Thursday, March 26, 2009

March 26, 2009 Thursday



Manhattan Beach

El Porto - 42nd Street

9:00 am to 10:00 am

4' to 5', sets to 8'

High tide

Offshore breeze

Sunny with high clouds

Thrilling session



“Look at those waves,” I shouted to myself as I drove down the steep hill to the parking lot at El Porto, which is the north end of Manhattan Beach. The town sits on a sand dune, and houses and apartments are stacked up the hill to Highland Ave, which is the main street that parallels the beach. The buildings block the view of the surf from the road. As I turned left onto the last street at the north end of town and dropped down the hill I got my first clear view of the waves. Beautiful well formed “A” frames broke with spray arching off the tops, head high curls with surfers streaking down the faces in both directions. I knew it was going to be good after seeing glassy blue peaks all along my drive from Palos Verdes to Manhattan Beach. Torrance Beach looked good but smaller than yesterday. Hermosa Beach had good waves but I didn’t see anyone in the water. Both sides of the Manhattan Beach pier were crowded with surfers going down some beautiful peaks.

El Porto has a huge public parking lot that holds two hundred cars and at 8:30 am on a Thursday morning all spaces were taken. By luck, some guy pulled out allowing me to grab his spot. Parking is Manhattan Beach is absurd. The meters only take quarters or a special key that locals can purchase at city hall. A quarter only buys ten minutes, but I came prepared with four dollars of quarters in my pocket.
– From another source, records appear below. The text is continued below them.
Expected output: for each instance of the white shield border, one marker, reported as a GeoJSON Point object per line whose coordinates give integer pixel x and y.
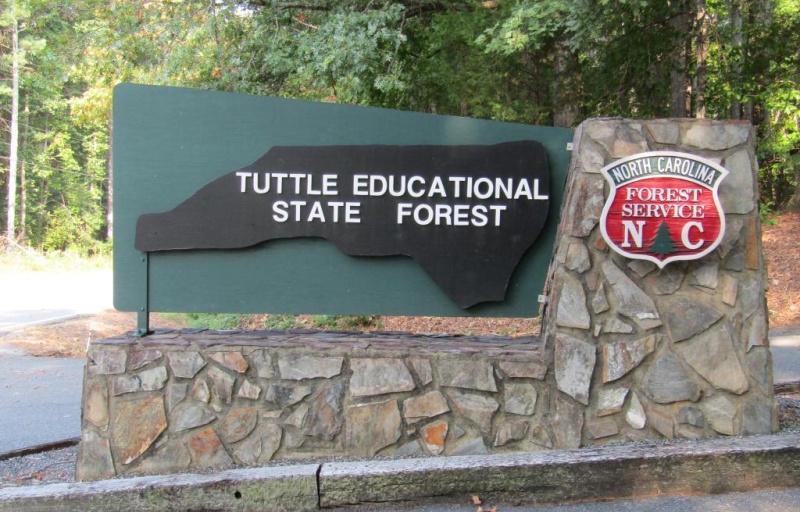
{"type": "Point", "coordinates": [613, 192]}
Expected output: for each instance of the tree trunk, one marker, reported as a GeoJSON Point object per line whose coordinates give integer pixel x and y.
{"type": "Point", "coordinates": [566, 87]}
{"type": "Point", "coordinates": [11, 200]}
{"type": "Point", "coordinates": [701, 56]}
{"type": "Point", "coordinates": [679, 77]}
I jumped out of the car and asked two guys who were suiting up,

“What time do the meters start?”

“9:00 am,” they said.

Great I have thirty minutes to take some pictures, suit up and get into the water at 9:00. I was offended that the parking regulations were dictating my surf session: get dress, wax up and the last thing before locking the car, drop nine quarters into the meter for a 90 minute session.
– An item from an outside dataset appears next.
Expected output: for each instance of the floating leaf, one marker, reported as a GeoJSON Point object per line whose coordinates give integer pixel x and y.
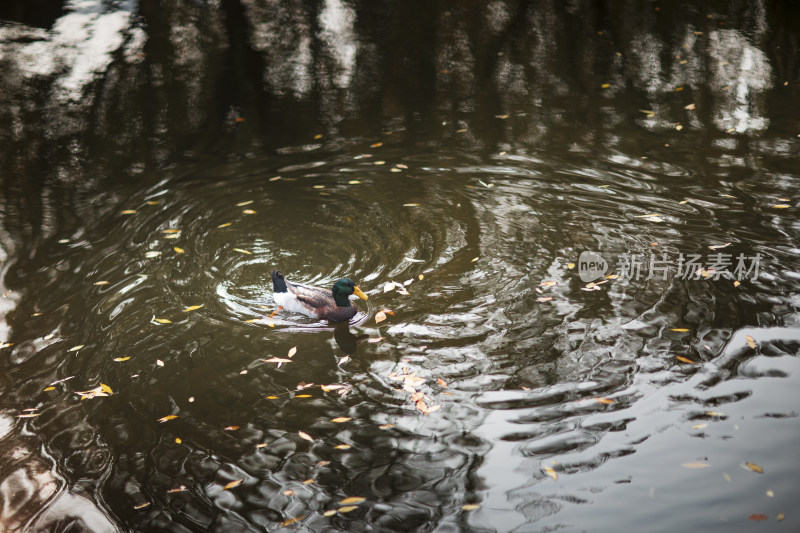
{"type": "Point", "coordinates": [233, 484]}
{"type": "Point", "coordinates": [754, 467]}
{"type": "Point", "coordinates": [695, 465]}
{"type": "Point", "coordinates": [351, 500]}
As I was suiting up, a guy walked up to the car next to me, wet and board in hand.

“I see the thing to do here is to end your session at 9:00 am,” I said to him.

“That’s right. There’s quite a crew of us here every morning at 6:15,” he said.
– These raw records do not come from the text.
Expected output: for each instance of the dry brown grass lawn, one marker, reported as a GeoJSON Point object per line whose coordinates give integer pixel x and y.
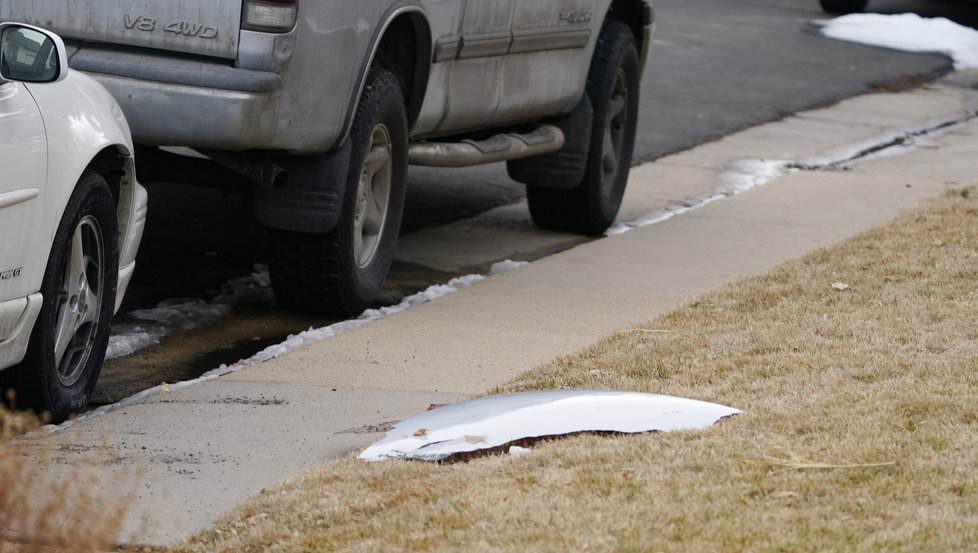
{"type": "Point", "coordinates": [48, 506]}
{"type": "Point", "coordinates": [859, 431]}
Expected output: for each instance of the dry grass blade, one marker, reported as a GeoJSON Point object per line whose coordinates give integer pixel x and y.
{"type": "Point", "coordinates": [47, 504]}
{"type": "Point", "coordinates": [793, 461]}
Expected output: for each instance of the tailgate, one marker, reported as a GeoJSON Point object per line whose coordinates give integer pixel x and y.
{"type": "Point", "coordinates": [202, 27]}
“Dawn patrol. You beat the crowd and park for free,” I responded. Next time that’s what I’m going to do. But this time of year it was still dark at 6:00 am, sunrise wasn’t until 7:00.

Fortunately clean peaks formed along the length of the beach, the surf was consistent with short lulls between sets, producing plenty of waves for everyone. I entered the water in front of the lifeguard tower at 42nd Street where a left peak was breaking and only a few guys out. The shape was perfect; well-formed peaks that slid from the apex and peeled in both directions. The waves gradually became steeper as they moved towards shore ending in collapsing curls in the sand. On my first wave, I turned into a head high swell that gently cruised along and then became steeper and faster as I moved closer to shore and I pulled out just before it broke on shore. I caught wave after wave, both lefts and rights. The crowd did cause me to be selective, but half the fun of this morning was watching the others coming down beautiful overhead blue-green walls. A few big sets came through which I judged to be eight-foot faces. I let the locals have those.

Here I was on a bright sunny clear day, slight offshore breeze blowing, watching the panoramic view from the mountains over Malibu, to the tankers moored off El Segundo to the Palos Verdes hills to the south. The water was warm and the waves were ideal. After an hour I called it quits. I wanted to make sure I still had time on the damn meter.

1 comment:

Mabel said...

Loren, when are you going to take us along? These surf sessions in So. Calif. are knockouts. c u in the lineup.